AI Product Management
Product managers are rushing to ship AI features without clear value propositions or success metrics. This guide explores how to scope LLM capabilities effectively, define meaningful measurements beyond novelty, determine when probabilistic features are truly shippable, and maintain discipline around genuine user value in the age of "AI everywhere."
3/31/20253 min read


The most dangerous phrase in product management today isn't "move fast and break things"—it's "we added AI." Across the tech industry, teams are shipping LLM-powered features with unclear value propositions, ambiguous success criteria, and no coherent strategy beyond checking an AI box on their roadmap.
As someone who's watched this pattern repeat across countless product launches, I've learned that managing AI features requires fundamentally different thinking than traditional product work. The probabilistic nature of LLMs, their unpredictable failure modes, and the gap between "technically impressive" and "genuinely useful" demand a more rigorous approach to scoping, measurement, and launch decisions.
Start with the Problem, Not the Technology
The first trap product managers fall into is reverse-engineering use cases around AI capabilities. "Our competitor added a chatbot, so we need one too" is not a product strategy—it's cargo culting.
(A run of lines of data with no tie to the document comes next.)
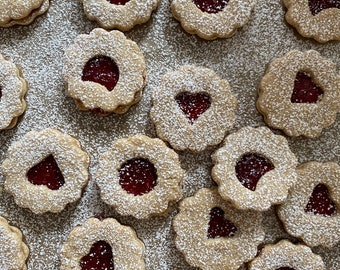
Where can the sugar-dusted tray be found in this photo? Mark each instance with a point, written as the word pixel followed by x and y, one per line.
pixel 38 50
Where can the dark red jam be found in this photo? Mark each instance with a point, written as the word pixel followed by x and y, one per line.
pixel 103 70
pixel 138 176
pixel 317 6
pixel 219 226
pixel 250 168
pixel 305 90
pixel 320 202
pixel 211 6
pixel 46 173
pixel 99 258
pixel 193 105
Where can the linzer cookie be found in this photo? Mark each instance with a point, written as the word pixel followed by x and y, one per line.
pixel 300 93
pixel 102 244
pixel 119 14
pixel 21 12
pixel 45 171
pixel 318 19
pixel 12 91
pixel 213 235
pixel 254 168
pixel 312 210
pixel 140 176
pixel 286 256
pixel 212 19
pixel 105 72
pixel 14 251
pixel 193 108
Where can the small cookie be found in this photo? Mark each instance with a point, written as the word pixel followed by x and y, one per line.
pixel 105 72
pixel 300 93
pixel 254 168
pixel 21 12
pixel 318 19
pixel 213 235
pixel 12 91
pixel 119 14
pixel 140 176
pixel 286 256
pixel 45 171
pixel 14 251
pixel 312 210
pixel 102 244
pixel 212 19
pixel 193 108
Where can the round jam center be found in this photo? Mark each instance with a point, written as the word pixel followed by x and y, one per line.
pixel 317 6
pixel 193 105
pixel 118 2
pixel 102 70
pixel 46 173
pixel 305 90
pixel 211 6
pixel 320 202
pixel 250 168
pixel 219 226
pixel 99 258
pixel 138 176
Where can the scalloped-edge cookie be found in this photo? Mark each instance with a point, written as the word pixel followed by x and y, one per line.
pixel 212 19
pixel 21 12
pixel 300 93
pixel 140 176
pixel 193 108
pixel 312 210
pixel 119 14
pixel 102 244
pixel 104 71
pixel 12 92
pixel 14 251
pixel 315 18
pixel 254 169
pixel 214 235
pixel 45 171
pixel 285 255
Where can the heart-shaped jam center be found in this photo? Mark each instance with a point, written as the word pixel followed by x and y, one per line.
pixel 211 6
pixel 193 105
pixel 99 258
pixel 317 6
pixel 320 202
pixel 138 176
pixel 103 70
pixel 219 226
pixel 47 173
pixel 305 90
pixel 250 168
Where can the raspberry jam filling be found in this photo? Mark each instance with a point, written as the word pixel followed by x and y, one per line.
pixel 138 176
pixel 320 202
pixel 46 173
pixel 211 6
pixel 219 226
pixel 103 70
pixel 118 2
pixel 305 90
pixel 317 6
pixel 99 258
pixel 250 168
pixel 193 105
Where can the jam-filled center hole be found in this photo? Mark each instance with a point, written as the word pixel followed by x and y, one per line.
pixel 138 176
pixel 103 70
pixel 100 257
pixel 47 173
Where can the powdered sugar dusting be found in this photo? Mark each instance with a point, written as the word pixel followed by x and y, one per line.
pixel 241 60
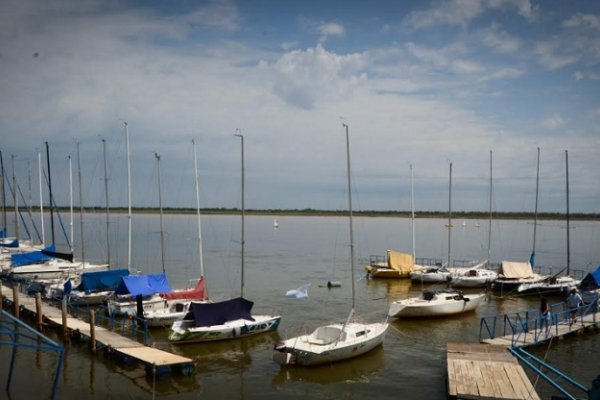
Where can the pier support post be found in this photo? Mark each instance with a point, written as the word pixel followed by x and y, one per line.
pixel 92 331
pixel 16 301
pixel 64 317
pixel 38 310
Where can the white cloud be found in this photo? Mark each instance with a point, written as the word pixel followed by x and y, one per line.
pixel 462 12
pixel 304 78
pixel 499 40
pixel 554 121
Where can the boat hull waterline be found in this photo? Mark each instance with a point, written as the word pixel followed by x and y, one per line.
pixel 309 350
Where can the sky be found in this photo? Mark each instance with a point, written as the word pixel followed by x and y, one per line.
pixel 421 83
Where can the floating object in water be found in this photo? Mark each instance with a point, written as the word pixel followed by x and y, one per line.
pixel 299 293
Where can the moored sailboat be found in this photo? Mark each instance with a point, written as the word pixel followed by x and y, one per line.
pixel 225 320
pixel 337 341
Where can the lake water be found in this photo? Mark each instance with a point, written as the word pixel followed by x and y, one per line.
pixel 412 362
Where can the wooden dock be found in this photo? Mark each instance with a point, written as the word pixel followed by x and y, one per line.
pixel 483 371
pixel 534 336
pixel 156 361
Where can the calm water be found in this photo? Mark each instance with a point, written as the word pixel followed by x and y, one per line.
pixel 312 250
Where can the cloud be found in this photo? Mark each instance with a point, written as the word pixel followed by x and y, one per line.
pixel 462 12
pixel 304 78
pixel 578 41
pixel 499 40
pixel 554 121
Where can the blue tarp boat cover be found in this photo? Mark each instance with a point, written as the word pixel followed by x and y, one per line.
pixel 145 285
pixel 32 257
pixel 591 281
pixel 209 314
pixel 101 280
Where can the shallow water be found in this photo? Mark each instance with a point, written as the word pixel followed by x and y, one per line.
pixel 411 364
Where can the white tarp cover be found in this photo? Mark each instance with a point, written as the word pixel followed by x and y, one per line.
pixel 514 269
pixel 402 262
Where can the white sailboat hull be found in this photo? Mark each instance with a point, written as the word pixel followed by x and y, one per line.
pixel 447 304
pixel 315 349
pixel 184 331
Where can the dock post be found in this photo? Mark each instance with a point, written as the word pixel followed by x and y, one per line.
pixel 92 331
pixel 16 301
pixel 64 317
pixel 38 309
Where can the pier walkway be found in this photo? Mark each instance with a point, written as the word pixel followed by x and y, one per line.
pixel 157 362
pixel 487 372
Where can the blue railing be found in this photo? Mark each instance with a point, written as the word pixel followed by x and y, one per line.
pixel 518 325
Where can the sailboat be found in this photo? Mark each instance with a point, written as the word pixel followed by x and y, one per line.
pixel 479 276
pixel 396 264
pixel 337 341
pixel 441 302
pixel 225 320
pixel 514 273
pixel 442 273
pixel 555 285
pixel 176 304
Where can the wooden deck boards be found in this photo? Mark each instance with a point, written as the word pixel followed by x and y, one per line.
pixel 115 341
pixel 482 371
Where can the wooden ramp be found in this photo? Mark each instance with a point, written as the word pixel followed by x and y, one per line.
pixel 128 349
pixel 483 371
pixel 561 328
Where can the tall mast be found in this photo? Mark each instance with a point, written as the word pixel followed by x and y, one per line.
pixel 243 211
pixel 107 208
pixel 568 218
pixel 162 232
pixel 350 212
pixel 4 219
pixel 71 202
pixel 15 198
pixel 412 210
pixel 537 186
pixel 80 206
pixel 490 220
pixel 50 192
pixel 197 184
pixel 449 216
pixel 41 197
pixel 128 200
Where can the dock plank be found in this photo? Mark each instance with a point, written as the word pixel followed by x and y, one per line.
pixel 482 371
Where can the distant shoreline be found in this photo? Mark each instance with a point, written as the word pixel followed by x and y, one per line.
pixel 360 213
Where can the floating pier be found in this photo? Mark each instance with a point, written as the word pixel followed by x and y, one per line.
pixel 483 371
pixel 157 362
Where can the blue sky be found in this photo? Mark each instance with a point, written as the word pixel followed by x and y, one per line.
pixel 418 82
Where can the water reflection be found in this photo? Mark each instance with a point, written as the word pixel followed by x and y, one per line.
pixel 361 369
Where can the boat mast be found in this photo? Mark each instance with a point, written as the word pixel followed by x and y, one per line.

Before touching an LLM, ask: What specific user problem are we solving? Could we solve it without AI? If the answer is yes, seriously consider that path. LLMs excel at tasks involving natural language understanding, generation, summarization, and extraction—but they're overkill for deterministic workflows that rules-based systems handle perfectly.
The best AI features emerge from genuine user friction. Customer support teams drowning in tickets? LLM-powered triage and response suggestions might help. Users struggling to find information in dense documentation? Semantic search could work. But slapping a chatbot on your homepage because it's 2025 won't move metrics.
Defining Success Beyond Novelty
Traditional product metrics often fail for AI features. Usage rates tell you nothing if users are frustrated. Time-on-page is meaningless when an LLM generates inaccurate summaries. You need a multi-layered measurement framework.
Task success rate should be your North Star. Can users actually complete their intended task using the AI feature? This requires qualitative research—watching real users interact with the feature and understanding where they succeed or abandon.
Accuracy and quality metrics matter, but they're deceptively complex. A 90% accurate LLM response sounds impressive until you realize that 10% error rate includes a catastrophic hallucination about your customer's account. Weight errors by severity, not just frequency.
Comparative metrics provide crucial context. Does the AI feature perform better than the existing solution? If your LLM-powered search returns worse results than keyword search, you're adding friction, not value.
Trust and adoption indicators reveal long-term viability. Are users returning to the feature? Do they rely on it or verify everything it produces? Sharp drops in engagement after initial trials signal fundamental trust issues.
The "Good Enough" Calculation
Here's the uncomfortable truth: LLM features will never be perfect. The question isn't whether they'll fail—it's whether they'll fail acceptably.
Your "good enough" threshold depends on failure cost and user expectations. A content summarization tool can tolerate occasional awkward phrasing. A legal document analyzer cannot tolerate missing critical clauses. Map your feature to this risk spectrum before defining launch criteria.
For lower-stakes features, 85% task success with graceful degradation might be shippable. For high-stakes applications, you might need 95%+ with robust human-in-the-loop workflows. There's no universal standard—only context-specific judgment.
Crucially, "good enough" includes the surrounding experience. Can users easily regenerate responses? Is there clear attribution for sourced information? Can they escape to human support when AI fails? The orchestration layer around your LLM often matters more than the model itself.
Roadmapping in the Age of Rapid Model Evolution
Traditional roadmaps assume stable technical capabilities. AI product management exists in constant flux. The model you built on might be obsolete in six months, or a new capability might suddenly make your ambitious feature trivially easy to implement.
Adopt a modular approach. Build abstractions that let you swap underlying models without rewriting your entire feature. Focus roadmap commitments on user outcomes, not specific technical implementations.
Plan in waves: ship a constrained MVP that solves one narrow problem exceptionally well, measure ruthlessly, then expand scope. This hedges against wasted effort if the approach doesn't resonate or if model capabilities shift dramatically.
The Value Discipline
The hardest part of AI product management isn't technical—it's maintaining discipline around user value. Every team feels pressure to "do something with AI." Resist features that are impressive demos but questionable products.
Before adding any LLM capability, complete this sentence: "This feature will measurably improve [specific user outcome] by [concrete mechanism], which we'll validate through [defined metrics]." If you can't, you're not ready to build.
AI is a tool, not a product strategy. The best AI product managers know when to use it—and when to ship something simpler that actually works.